The production of Rodgers and Hammerstein's South Pacific (Some Enchanted Evening, I'm Gonna Wash That Man Right Out of My Hair, There is Nothing Like a Dame) is part of a controversial change of direction by Opera Australia to popularise the art form and take it to the masses.

"I think it's great to break down the barriers of what opera is considered to be and what an opera company should put on," said Tahu Rhodes, an internationally renowned bass-baritone who plays the leading role in the musical.

Opposite him in South Pacific is Australian TV star, Lisa McCune, best known for her roles in television mini series and four-time winner of the award for most popular personality on TV.

"It's a bit like having Cate Blanchett running the Sydney Theatre Company (Blanchett was co-artistic director 2009-2012), if it's going to open a door so people will go and inspect it or try something out, it's fantastic," said McCune.

South Pacific is part of the vision of Opera Australia's artistic director, Lyndon Terracini. "I think we should be trying to play to as many people in the community as possible," he said. "Their taxes are paying for this organisation and if we're not connecting to them, it's a huge failing on our part. What we have to do is find different products for different parts of the community."

Terracini says he wants to make opera relevant to 21st century multicultural Australia and has made no secret of his intention to distance Opera Australia from its elitist image. "You've only got to look at the multicultural streets of Sydney to see we are in a different place now and we haven't been getting those people to the opera," he said.

The man behind Shane Warne the Musical, Eddie Perfect, who has a leading role in South Pacific (and a career on Australian television) agrees.

"I'd say if you put 'opera' in front of anything, you're going to have a hard time selling to anyone. Just the word opera suggests a kind of intimidating fortress to some people and to be honest, would you rather go and see a new opera or a new musical?" he said.
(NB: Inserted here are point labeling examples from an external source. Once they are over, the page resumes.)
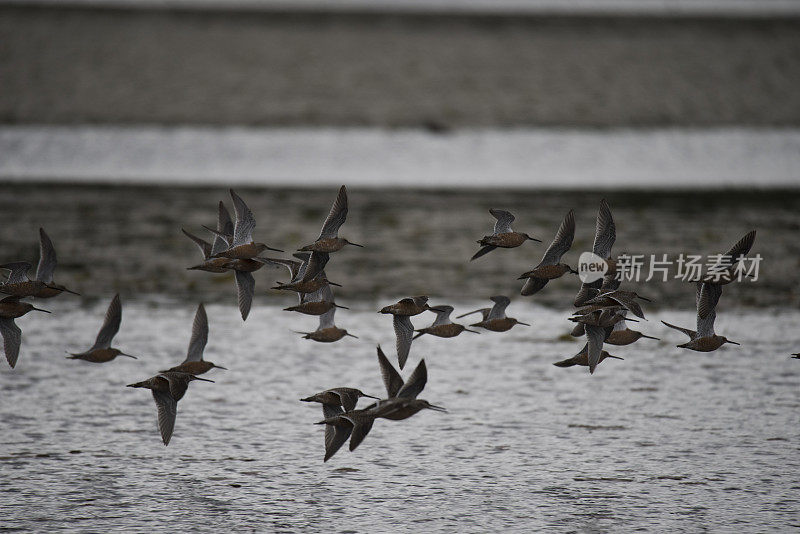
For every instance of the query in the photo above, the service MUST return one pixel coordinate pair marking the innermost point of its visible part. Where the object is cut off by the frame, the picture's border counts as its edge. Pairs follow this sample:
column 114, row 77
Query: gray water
column 666, row 440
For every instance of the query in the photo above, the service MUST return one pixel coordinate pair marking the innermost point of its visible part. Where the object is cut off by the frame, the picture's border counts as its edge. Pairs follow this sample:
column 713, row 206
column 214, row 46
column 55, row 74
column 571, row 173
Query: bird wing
column 605, row 232
column 404, row 331
column 197, row 343
column 167, row 410
column 224, row 226
column 326, row 319
column 19, row 271
column 245, row 222
column 442, row 314
column 245, row 287
column 562, row 242
column 498, row 311
column 205, row 246
column 504, row 220
column 595, row 336
column 415, row 383
column 691, row 333
column 706, row 308
column 315, row 265
column 391, row 378
column 336, row 217
column 47, row 258
column 12, row 339
column 110, row 325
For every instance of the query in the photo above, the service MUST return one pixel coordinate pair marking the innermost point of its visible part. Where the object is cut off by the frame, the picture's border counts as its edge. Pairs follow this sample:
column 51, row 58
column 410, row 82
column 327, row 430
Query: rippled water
column 665, row 440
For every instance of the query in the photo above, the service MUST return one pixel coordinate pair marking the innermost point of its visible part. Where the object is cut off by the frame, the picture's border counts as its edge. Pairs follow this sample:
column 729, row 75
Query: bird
column 618, row 298
column 443, row 326
column 592, row 353
column 194, row 363
column 494, row 318
column 502, row 236
column 310, row 275
column 11, row 308
column 604, row 237
column 327, row 332
column 400, row 404
column 622, row 335
column 724, row 271
column 242, row 245
column 704, row 339
column 402, row 311
column 167, row 388
column 329, row 240
column 550, row 267
column 102, row 351
column 582, row 358
column 316, row 303
column 19, row 285
column 343, row 396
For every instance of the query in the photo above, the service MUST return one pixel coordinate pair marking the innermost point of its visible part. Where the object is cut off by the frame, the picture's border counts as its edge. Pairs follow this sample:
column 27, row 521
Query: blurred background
column 419, row 107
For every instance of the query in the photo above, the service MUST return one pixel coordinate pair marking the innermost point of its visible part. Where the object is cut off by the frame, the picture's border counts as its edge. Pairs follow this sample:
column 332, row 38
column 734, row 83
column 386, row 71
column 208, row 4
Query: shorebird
column 592, row 352
column 402, row 311
column 310, row 275
column 502, row 236
column 10, row 309
column 167, row 388
column 724, row 271
column 329, row 240
column 494, row 318
column 704, row 339
column 603, row 317
column 42, row 286
column 327, row 332
column 604, row 236
column 102, row 351
column 242, row 245
column 316, row 303
column 344, row 397
column 194, row 363
column 582, row 358
column 400, row 404
column 443, row 326
column 550, row 267
column 617, row 298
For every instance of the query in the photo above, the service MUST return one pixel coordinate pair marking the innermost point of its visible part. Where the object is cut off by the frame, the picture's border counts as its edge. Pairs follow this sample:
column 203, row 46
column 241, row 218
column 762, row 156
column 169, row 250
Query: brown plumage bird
column 194, row 363
column 167, row 388
column 102, row 351
column 502, row 236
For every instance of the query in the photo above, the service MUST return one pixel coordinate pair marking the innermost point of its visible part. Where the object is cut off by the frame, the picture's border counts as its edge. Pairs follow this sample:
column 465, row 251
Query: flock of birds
column 601, row 314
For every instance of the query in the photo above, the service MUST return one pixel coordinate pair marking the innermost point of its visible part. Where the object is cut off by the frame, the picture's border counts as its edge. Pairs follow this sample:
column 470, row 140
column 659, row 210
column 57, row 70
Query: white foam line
column 526, row 158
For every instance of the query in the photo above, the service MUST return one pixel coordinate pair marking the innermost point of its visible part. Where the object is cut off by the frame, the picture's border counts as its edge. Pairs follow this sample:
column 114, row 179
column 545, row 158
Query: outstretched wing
column 562, row 242
column 504, row 220
column 47, row 258
column 199, row 338
column 110, row 324
column 12, row 339
column 245, row 222
column 415, row 383
column 337, row 215
column 391, row 378
column 245, row 288
column 605, row 232
column 404, row 331
column 202, row 244
column 19, row 271
column 167, row 410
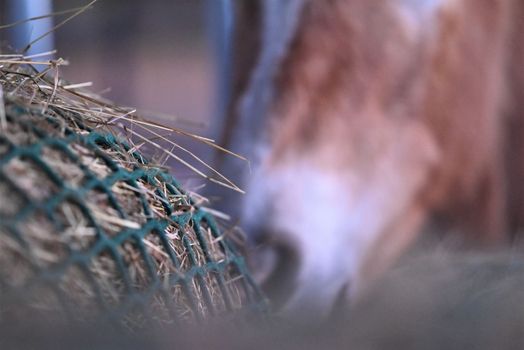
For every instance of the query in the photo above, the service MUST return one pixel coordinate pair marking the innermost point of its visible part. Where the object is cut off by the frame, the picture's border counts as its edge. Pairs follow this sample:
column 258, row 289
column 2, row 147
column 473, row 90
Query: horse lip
column 280, row 265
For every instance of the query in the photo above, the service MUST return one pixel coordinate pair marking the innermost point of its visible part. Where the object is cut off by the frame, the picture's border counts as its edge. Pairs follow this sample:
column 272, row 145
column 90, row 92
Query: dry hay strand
column 88, row 226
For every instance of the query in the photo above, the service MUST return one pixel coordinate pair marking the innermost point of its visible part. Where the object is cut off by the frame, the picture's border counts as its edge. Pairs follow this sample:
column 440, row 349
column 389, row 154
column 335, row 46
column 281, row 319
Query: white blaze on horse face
column 331, row 202
column 334, row 212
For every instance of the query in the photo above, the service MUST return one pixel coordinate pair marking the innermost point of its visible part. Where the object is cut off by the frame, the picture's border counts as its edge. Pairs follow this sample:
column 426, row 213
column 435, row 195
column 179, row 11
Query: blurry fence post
column 21, row 35
column 220, row 27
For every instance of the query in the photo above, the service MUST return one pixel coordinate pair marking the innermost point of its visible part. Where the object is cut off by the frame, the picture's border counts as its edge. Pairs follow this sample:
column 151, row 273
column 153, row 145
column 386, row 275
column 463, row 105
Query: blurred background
column 161, row 57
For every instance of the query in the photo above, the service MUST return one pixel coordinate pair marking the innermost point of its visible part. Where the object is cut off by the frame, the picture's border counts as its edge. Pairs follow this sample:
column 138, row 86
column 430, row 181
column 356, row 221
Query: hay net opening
column 89, row 227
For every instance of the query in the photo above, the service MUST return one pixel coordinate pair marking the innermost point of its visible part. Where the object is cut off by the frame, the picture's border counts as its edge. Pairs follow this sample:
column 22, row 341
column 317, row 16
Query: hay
column 81, row 254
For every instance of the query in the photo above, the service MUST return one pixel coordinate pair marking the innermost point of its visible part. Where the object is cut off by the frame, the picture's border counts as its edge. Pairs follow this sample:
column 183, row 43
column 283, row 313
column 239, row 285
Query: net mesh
column 88, row 226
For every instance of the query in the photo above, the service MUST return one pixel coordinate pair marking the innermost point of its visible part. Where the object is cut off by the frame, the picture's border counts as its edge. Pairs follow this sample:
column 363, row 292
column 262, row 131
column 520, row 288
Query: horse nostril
column 277, row 258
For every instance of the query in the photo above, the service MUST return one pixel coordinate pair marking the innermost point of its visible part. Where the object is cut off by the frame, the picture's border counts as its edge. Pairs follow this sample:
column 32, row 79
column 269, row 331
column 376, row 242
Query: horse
column 368, row 124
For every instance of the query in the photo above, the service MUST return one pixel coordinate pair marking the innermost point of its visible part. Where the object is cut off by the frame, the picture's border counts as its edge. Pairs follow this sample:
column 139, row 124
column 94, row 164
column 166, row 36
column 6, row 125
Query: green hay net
column 88, row 228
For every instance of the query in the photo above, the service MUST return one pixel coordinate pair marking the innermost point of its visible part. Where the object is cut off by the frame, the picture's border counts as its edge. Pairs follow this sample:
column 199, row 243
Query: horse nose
column 276, row 260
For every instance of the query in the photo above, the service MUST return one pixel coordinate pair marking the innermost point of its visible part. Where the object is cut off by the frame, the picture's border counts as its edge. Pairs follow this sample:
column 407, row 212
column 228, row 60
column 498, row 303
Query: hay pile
column 88, row 226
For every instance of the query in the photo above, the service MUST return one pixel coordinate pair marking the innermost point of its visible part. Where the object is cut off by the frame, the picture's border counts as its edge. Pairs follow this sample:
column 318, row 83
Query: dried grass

As well as staging South Pacific, a musical with geographical and multicultural relevance to Australia, Opera Australia has run a community choirs programme in western Sydney.

"I'm not saying that will convert people to all rush out and buy opera tickets but at least we've made a start by saying to them 'Try it, you might like it,' " said Terracini.

In March, Opera Australia performed La Traviata on Sydney harbour with the Opera House and harbour bridge as a backdrop. Sixty per cent of the audience had never been to an opera before.

"I don't care if the audience who saw the opera on the harbour never come to any of our other productions, as long as they come every time we do it outside like that and we get bigger audiences," he said.

So far the new direction has been a financial success. The company's overall funding this year, including sponsorship, has risen from $A70 (£47m) to $A100m.

"There's not an opera company on the planet which is doing anything close to that," said Terracini.

He denies the company's approach is populist, saying the performances are of the highest possible standard. But associate Professor McCallum from Sydney University who specialises in music analysis, says Terracini's broad strategy risks sending out a mixed message.

"Instead of pursuing a controversial, yet edgy, definite direction for the company, he (Terracini) seems to have favoured a variety of approaches to populism," he said.

"I'm not criticsing him for it though because there has always been a dollar imperative for Opera Australia."

South Pacific opens at the Sydney Opera House on Wednesday 8 August.

This article was amended on 8 August 2012. The original said that South Pacific is the first musical to be performed at Sydney Opera House. This is not the case. It also misspelled Richard Rodgers's surname as Rogers and Cate Blanchett's as Blanchette. This has been corrected.